If you’re approved for a credit-builder loan, the lender deposits the amount of the loan into a savings account. The loan amount generally is $300 to $1,000. Over a period of six to 24 months, you’ll make monthly payments on the loan. Those payments are reported to at least one major credit bureau.
Once the loan is paid off, you’ll be able to access the money that you deposited, along with any interest earned on the savings. You may even get back the interest that was paid on the loan.
If you make on-time payments on a credit-builder loan, this positive activity shows up on your credit report and can help boost your credit score. As a result, you may be in a better position to qualify for a traditional credit card.
4. Become an authorized user
A friend or relative with strong credit may be able to add you to one of their credit card accounts as an authorized user. For someone with little to no credit history, this can be a good alternative to a secured credit card, store credit card or credit-builder loan.
To become an authorized user, you don’t need to go through a credit check. And while the name of an authorized user appears on an account, the primary cardholder is the only one responsible for making payments. Yet an authorized user can make purchases with the card, as long as the primarily cardholder allows it.
Before being added as an authorized user, make sure the card issuer will report credit activity in your name to at least one of the three major credit bureaus. Some card issuers just report information for the primary cardholder.
Also, be aware that if the primary cardholder makes late payments or misses payments, it can harm your credit record. This negative activity will show up on your credit report — and could drag down your credit score — even though you’re the authorized user and had no responsibility for those payments.
Tips for maintaining good credit
If you are able to get a credit card or loan, it’s vital to maintain a positive credit history. Otherwise, the hard work you put in to obtain credit could be weakened.
Here are three tips for maintaining good credit.
1. Carefully manage your credit
Ramirez, the Amegy Bank manager, emphasized that while making on-time payments can help your credit record, making late payments or missing them altogether can hurt it.
“Credit cards can be easily maintained when you use them for purchases you know you would normally make in a month and pay off at the end of the month,” Ramirez said.
For example, you might use a credit card to buy a cup of coffee, fill up your gas tank or dine at a restaurant.
2. Seek help
Don’t be ashamed to ask for help with obtaining a credit card.
Ramirez encourages his customers to approach him if they have credit questions or when something doesn’t make sense.
“For those who may need assistance or caretaking, or for those who may just want an extra set of ears and eyes nearby, bring someone along who you trust and are comfortable with them weighing in on the conversation,” he said. “Applying for a credit card is an important life event, especially if it is your first credit card.”

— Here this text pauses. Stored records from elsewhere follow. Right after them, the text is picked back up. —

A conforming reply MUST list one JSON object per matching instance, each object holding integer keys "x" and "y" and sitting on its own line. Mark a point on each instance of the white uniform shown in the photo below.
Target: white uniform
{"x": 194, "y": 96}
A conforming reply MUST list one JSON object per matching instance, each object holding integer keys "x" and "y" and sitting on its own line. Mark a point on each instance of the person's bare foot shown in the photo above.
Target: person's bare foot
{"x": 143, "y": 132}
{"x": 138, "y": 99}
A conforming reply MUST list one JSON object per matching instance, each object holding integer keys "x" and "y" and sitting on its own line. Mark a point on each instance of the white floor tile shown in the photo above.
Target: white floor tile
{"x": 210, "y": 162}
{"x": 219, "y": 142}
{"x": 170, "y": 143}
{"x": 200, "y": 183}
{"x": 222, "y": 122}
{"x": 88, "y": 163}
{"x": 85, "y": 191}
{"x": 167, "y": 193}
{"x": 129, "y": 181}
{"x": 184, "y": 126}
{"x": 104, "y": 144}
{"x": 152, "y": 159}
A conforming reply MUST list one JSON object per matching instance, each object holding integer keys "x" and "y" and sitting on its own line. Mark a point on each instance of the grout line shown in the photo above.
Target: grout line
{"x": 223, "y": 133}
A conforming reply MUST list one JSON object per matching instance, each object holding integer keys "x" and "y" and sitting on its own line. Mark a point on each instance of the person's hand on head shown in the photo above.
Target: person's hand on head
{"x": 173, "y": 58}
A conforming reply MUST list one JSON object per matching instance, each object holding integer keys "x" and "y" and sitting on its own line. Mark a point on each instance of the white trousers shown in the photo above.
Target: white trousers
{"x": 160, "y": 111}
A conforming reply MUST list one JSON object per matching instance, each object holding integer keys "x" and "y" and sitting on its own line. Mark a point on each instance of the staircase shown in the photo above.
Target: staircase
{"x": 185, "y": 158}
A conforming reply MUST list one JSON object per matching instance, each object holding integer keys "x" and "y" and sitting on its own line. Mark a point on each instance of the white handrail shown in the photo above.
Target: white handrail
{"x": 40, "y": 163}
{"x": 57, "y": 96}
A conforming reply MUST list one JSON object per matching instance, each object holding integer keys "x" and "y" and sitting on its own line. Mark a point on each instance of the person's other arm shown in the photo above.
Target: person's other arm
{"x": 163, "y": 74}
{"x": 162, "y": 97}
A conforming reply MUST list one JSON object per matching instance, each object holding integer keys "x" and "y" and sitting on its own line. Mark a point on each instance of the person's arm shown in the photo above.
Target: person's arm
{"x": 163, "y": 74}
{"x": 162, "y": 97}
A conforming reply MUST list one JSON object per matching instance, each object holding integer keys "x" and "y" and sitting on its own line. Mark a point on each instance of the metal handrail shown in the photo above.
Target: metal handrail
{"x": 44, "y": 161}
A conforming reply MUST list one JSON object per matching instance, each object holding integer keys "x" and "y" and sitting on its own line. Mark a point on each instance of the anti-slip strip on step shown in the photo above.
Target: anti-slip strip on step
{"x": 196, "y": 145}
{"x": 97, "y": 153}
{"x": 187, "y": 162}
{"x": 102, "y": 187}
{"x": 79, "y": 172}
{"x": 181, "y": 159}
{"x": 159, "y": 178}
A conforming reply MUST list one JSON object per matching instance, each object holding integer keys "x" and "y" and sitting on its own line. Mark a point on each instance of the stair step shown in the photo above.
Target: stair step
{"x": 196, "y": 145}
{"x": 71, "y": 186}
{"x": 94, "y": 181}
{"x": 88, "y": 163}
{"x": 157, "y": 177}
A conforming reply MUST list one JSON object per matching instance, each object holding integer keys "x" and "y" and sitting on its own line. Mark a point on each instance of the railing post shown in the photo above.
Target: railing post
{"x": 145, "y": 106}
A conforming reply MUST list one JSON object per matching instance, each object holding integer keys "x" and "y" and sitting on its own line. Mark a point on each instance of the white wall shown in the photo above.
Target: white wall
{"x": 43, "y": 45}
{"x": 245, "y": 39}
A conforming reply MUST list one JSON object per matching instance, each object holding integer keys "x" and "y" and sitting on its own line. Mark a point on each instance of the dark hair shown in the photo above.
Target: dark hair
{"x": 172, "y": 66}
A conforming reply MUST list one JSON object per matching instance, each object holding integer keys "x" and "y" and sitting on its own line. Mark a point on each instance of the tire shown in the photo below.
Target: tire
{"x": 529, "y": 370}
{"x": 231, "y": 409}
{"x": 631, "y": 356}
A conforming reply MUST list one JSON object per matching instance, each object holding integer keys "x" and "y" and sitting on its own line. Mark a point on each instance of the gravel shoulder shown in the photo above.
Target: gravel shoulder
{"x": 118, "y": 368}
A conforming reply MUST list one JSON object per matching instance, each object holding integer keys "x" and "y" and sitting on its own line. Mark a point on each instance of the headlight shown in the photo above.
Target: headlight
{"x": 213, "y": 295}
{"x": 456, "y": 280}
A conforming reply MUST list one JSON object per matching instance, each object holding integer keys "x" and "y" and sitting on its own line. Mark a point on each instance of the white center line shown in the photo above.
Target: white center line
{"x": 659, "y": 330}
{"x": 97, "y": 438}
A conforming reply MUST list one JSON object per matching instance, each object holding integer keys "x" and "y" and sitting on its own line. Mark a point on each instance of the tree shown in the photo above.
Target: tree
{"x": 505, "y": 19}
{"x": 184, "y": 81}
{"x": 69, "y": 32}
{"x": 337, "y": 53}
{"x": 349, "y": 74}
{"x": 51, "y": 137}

“There’s so few programs out there that help teach young people — disabled or not — how to manage credit. Financial literacy in this country is terrible. It’s just horrible,” said Charlie Massimo of Blue Point, New York, senior vice president of Wealth Enhancement Group and the father of two 23-year-old sons with autism.
Massimo believes there should be a federally mandated program that teaches people with disabilities and their guardians how to build and manage credit.
3. Don’t be discouraged
If your credit application is rejected, don’t let it get you down.
You should receive a letter spelling out the reasons why your application was denied, according to Ramirez. Review those reasons, then work on making improvements that will boost your chances of being approved the next time around. Furthermore, if you do have a credit history, be sure to regularly go over your credit report. This enables you to spot any issues or errors that are preventing you from obtaining credit, and can alert you if someone has fraudulently opened an account in your name.